Каньон – то совсем узкий, с отвесными стенами, и синяя лента неба; где-то над головой солнце золотит едва видные вверху на скалах стволы сосен, а внизу, в ущелье – тень и прохлада, а то вдруг стена скал отступит от реки, и на берегу возникнет самшитовая роща. Причудливо изогнутые, тяжеловесные стволы; словно водоросли, свисают длинные бороды мхов, и повсюду царит полумрак. Будто глубокое подводное царство…

А под ногами что творится! Сплошной благоуханный ковер – ландыши! Такие крупные, чистые, словно склоненные вниз восковые капли. А тропинки и совсем нет – как идти? Как же ступать по этому – из живых ландышей – ковру? Голова кружится…

Мы идем тихонько, бережно ступая. Идем, держась за руки. «Ни ростка не наруша…» Ах, если бы остановить время!..

Мой спутник насвистывает мотив из только что показанного в Москве фильма «Под крышами Парижа» – первого прорвавшегося к нам иностранного фильма. В Москве была сенсация!

«Sous les toits… de Paris…» – напевает он и тут же придумывает другие, русские слова:

…По лугам, где растут молодые цветы,

Мы сегодня идем – я и ты…

Я ловлю твой взор, твой приветный взгляд.

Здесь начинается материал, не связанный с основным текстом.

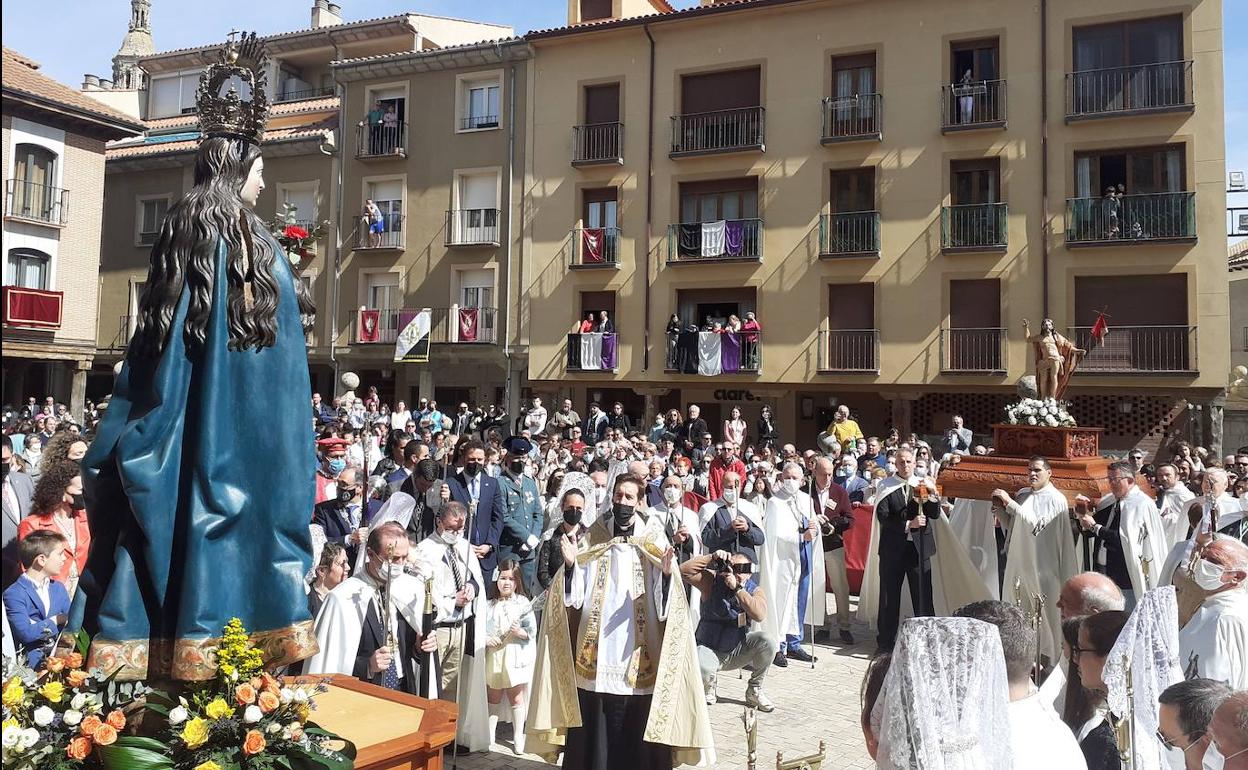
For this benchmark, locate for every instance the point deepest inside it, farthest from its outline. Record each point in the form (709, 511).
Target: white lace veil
(946, 699)
(1150, 642)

Мы болтаем вздор целый день подряд…

Бегут счастливые часы, струятся среди тишины и полумрака, тают в аромате ландышей… Мы молоды, мы счастливы. Нам хорошо вдвоем. Все наши беды, все наши несчастья – впереди, и мы о них ничего не знаем…

Что может знать человек о том, что ВПЕРЕДИ?.. Он не хочет знать даже того, что ПОЗАДИ, о чем узнать еще можно… Счастливое неведение. Счастливые прохожие…

Книга I.

«Хранить вечно».

Глава 1.

Зеленые чернила.

…И кто был другу

верно предан,

был этим другом

верным – предан.

С. Кирсанов.

На Кавказе, в селении Красная Поляна, в 1934–1935 годах туристической базой заведовал Владимир Александрович Энгель. Чудесный старик, мягкий и добрый, любивший туризм и туристов, так радостно и тепло встречавший их, словно своих самых близких друзей. Он всегда помогал выбрать интересные маршруты и соответствующее снаряжение и так подробно и интересно рассказывал о Кавказе, что молва о турбазе на Красной Поляне распространилась по всем уголкам страны. Был он прекрасным знатоком Кавказа и методистом экскурсионного дела. В помощники себе – экскурсоводами по Кавказу – он старался привлекать людей, как и он любящих Кавказ, знающих его, не боящихся длинных горных маршрутов с ночевками у костра.

Когда Энгель встретил Юрия Ефимова – будущего географа, тогда еще очень молодого, но одаренного и яркого человека, он сразу просто влюбился в него и пригласил экскурсоводом на Краснополянскую турбазу.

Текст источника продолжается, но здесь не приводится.